I think you should show the Army some of these posts. They should convince them, that you REALLY can't wait any longer
to be reunited with hubby. You need to get to Germany NOW


----------



## Ashley Campbell (Jun 21, 2009)

Yeah right Thomas - it'd be like:

They're coming to take me away, HAHA! HEHE! To the FUNNY FARM where life is beautiful all day long...


----------



## Jim Nash (Mar 30, 2006)

Ashley Campbell said:


> Yeah right Thomas - it'd be like:
> 
> They're coming to take me away, HAHA! HEHE! To the FUNNY FARM where life is beautiful all day long...


Who in their rightmind would lock up a women who thinks like you do ?We need more women with a dirty mind like yourself . Especially ones who like to run around in public in their undies .


----------



## Harry Keely (Aug 26, 2009)

Kinda funny but when we were home one day with our 4 year old son he was psst that Thomas wasn't on so my wife told me to get youtube up so I did. So I typed thomas the train on. Here comes Thomas down the tracks and all of a sudden Thomas blows up. I was like oh shit this isn't good but my son started laughing his ass off and got his mother. Well long story short my wife didn't find it funny and of course I got blamed but me and my boy were laughing hysterical. Got to be careful with that youtube stuff these days you never know HAHA.


----------



## Jim Nash (Mar 30, 2006)

Harry Keely said:


> Kinda funny but when we were home one day with our 4 year old son he was psst that Thomas wasn't on so my wife told me to get youtube up so I did. So I typed thomas the train on. Here comes Thomas down the tracks and all of a sudden Thomas blows up. I was like oh shit this isn't good but my son started laughing his ass off and got his mother. Well long story short my wife didn't find it funny and of course I got blamed but me and my boy were laughing hysterical. Got to be careful with that youtube stuff these days you never know HAHA.


I agree . One of my last big F' ups before my divorce was to go on youtube on April Fool's Day . I found one of the videos that starts with something to get your interest and then a monster or witch pops up and scares the crap out of you . 

I set it up and turned up the volume then had my 3 young kids watch it . They fell hook line and sinker for it . Worked too well and all 3 went running , screaming and crying from the room . My ex had a FIT . Chewed me out up and down . I felt like sh** and thought I had traumatized them for life .

10 minutes later the kids came back and asked to watch it again .


----------



## Ashley Campbell (Jun 21, 2009)

Ohh April Fools jokes are so awesome that way though!
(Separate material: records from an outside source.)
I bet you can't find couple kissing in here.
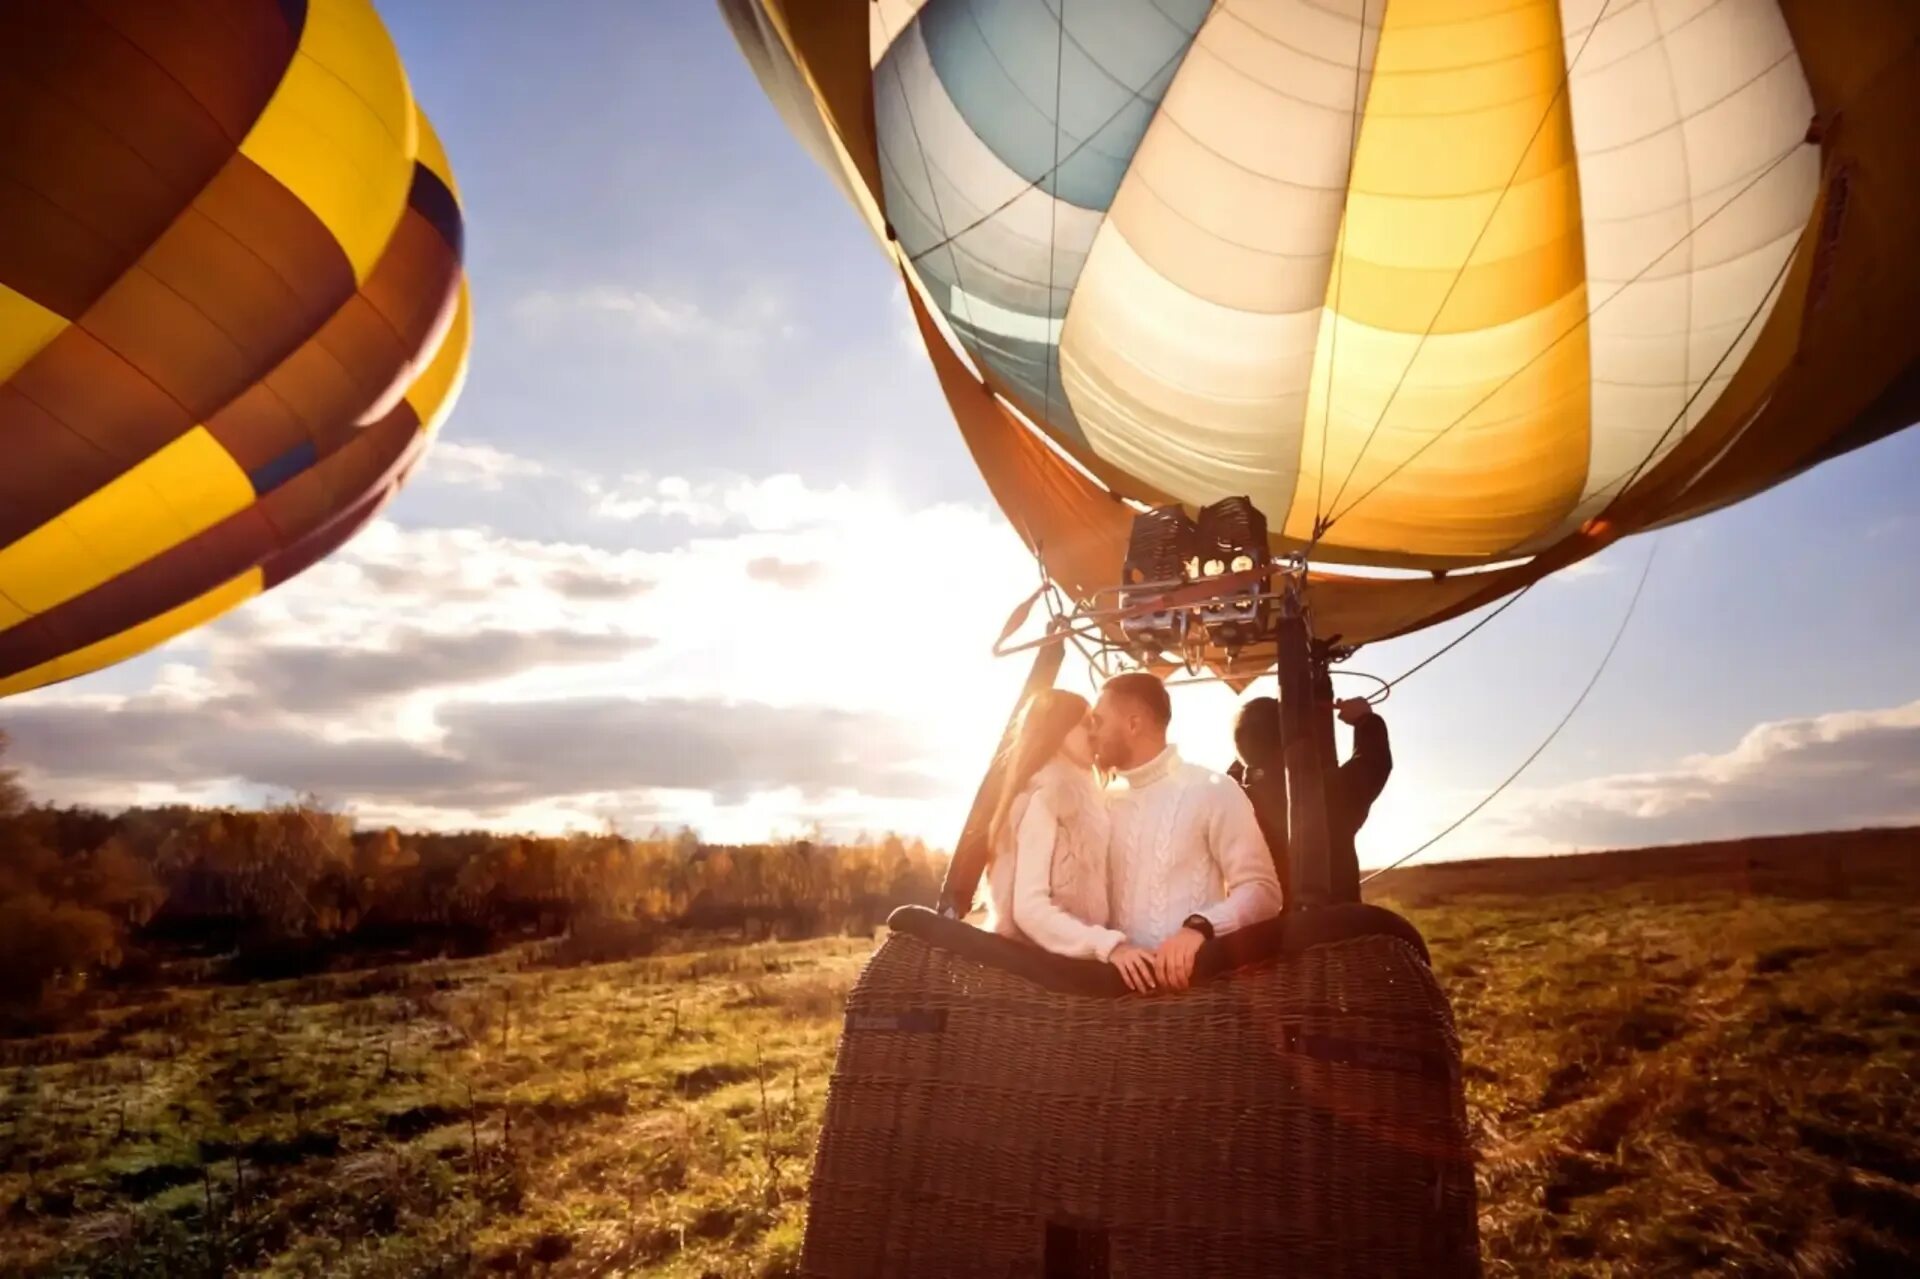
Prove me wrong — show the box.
[981,672,1283,994]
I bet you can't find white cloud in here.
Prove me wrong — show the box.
[745,557,827,590]
[512,283,793,349]
[423,441,550,491]
[587,470,891,532]
[1488,698,1920,850]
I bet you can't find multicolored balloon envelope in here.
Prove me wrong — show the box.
[0,0,469,697]
[724,0,1920,652]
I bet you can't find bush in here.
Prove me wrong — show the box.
[0,892,123,1010]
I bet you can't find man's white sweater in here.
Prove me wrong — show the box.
[1105,744,1283,947]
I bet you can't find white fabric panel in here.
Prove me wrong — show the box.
[875,21,1102,343]
[871,0,933,67]
[1060,0,1382,521]
[1060,225,1329,517]
[1538,0,1816,546]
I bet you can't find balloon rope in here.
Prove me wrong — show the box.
[1373,582,1536,698]
[1041,0,1066,433]
[1316,0,1618,536]
[1359,537,1659,887]
[905,4,1218,268]
[885,53,985,345]
[1310,0,1376,537]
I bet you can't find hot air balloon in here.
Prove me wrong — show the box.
[724,1,1920,1274]
[0,0,470,698]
I like that idea! Mine this year was telling my husband, who was my boyfriend at the time, that my ex and I were required to go to counseling and the judge wouldn't grant the divorce (after 6 months of fighting it out) for at least another 60+ days...while my ex and I sat on my couch snickering as he flipped out. 
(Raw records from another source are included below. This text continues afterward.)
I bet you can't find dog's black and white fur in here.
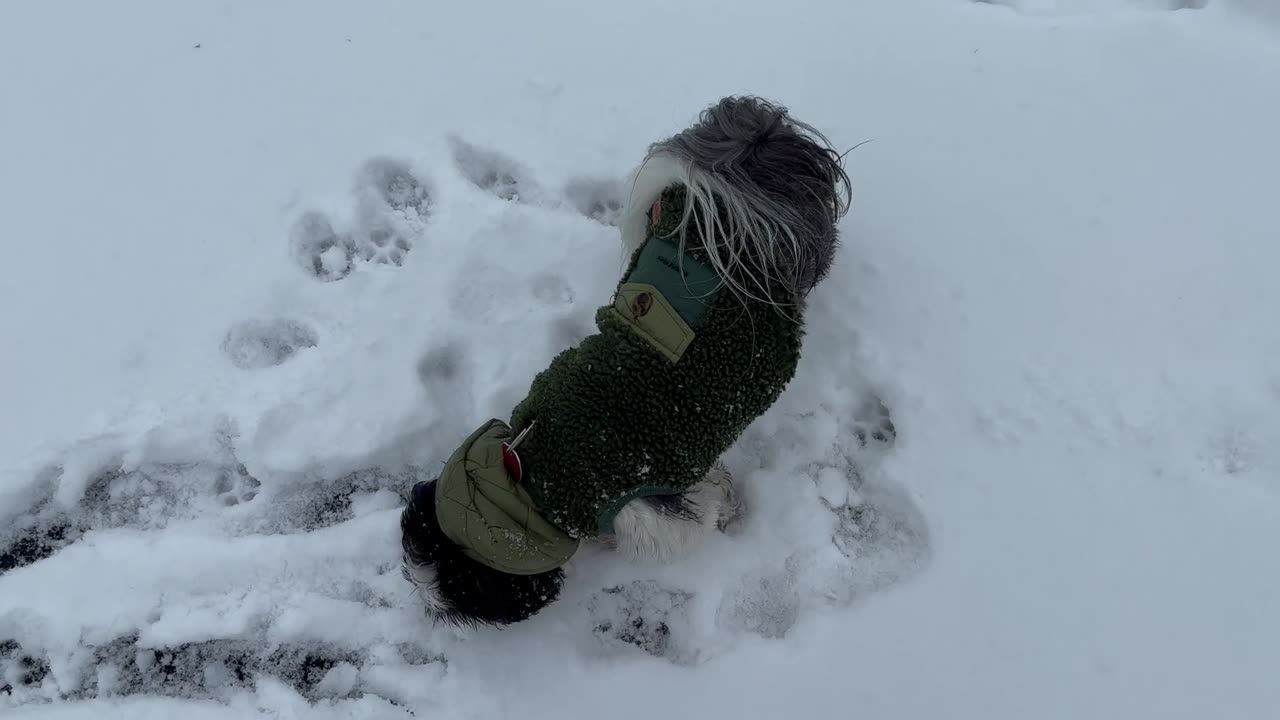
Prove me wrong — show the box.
[400,96,852,627]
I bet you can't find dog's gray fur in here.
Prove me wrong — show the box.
[622,96,852,308]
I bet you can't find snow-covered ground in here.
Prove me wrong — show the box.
[3,0,1279,717]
Thanks for the idea on how to traumatize my kids though


----------



## Jeff Threadgill (Jun 9, 2010)

Ashley Campbell said:


> Ohh April Fools jokes are so awesome that way though! I like that idea! Mine this year was telling my husband, who was my boyfriend at the time, that my ex and I were required to go to counseling and the judge wouldn't grant the divorce (after 6 months of fighting it out) for at least another 60+ days...while my ex and I sat on my couch snickering as he flipped out.
> 
> Thanks for the idea on how to traumatize my kids though


Lol, well that's cool you and your ex are cool with things now.


----------



## Joby Becker (Dec 13, 2009)

Here are some vids that the 11 yr old likes to watch...:-o:-o And i wondered if it was ok for him to go see SAW 6...lol Just bought a trenchcoat for Halloween...uh oh...

Mr. Happy Face
http://www.youtube.com/watch#!v=LCQSpzjHxpQ&feature=channel

LLamas with Hats

1
http://www.youtube.com/watch#!v=kZUPCB9533Y&feature=channel
2
http://www.youtube.com/watch?v=ZpjyH-LkEAg
3
http://www.youtube.com/watch?v=49j6_uk0g3k

Ferrets
http://www.youtube.com/watch#!v=BNZzJELbFRI&feature=channel


----------



## Jeff Threadgill (Jun 9, 2010)

But Carrrrl lol


----------



## Ashley Campbell (Jun 21, 2009)

So, you guys are saying this was an inappropriate costume for my oldest son? This was Halloween 2007 - he was 4. 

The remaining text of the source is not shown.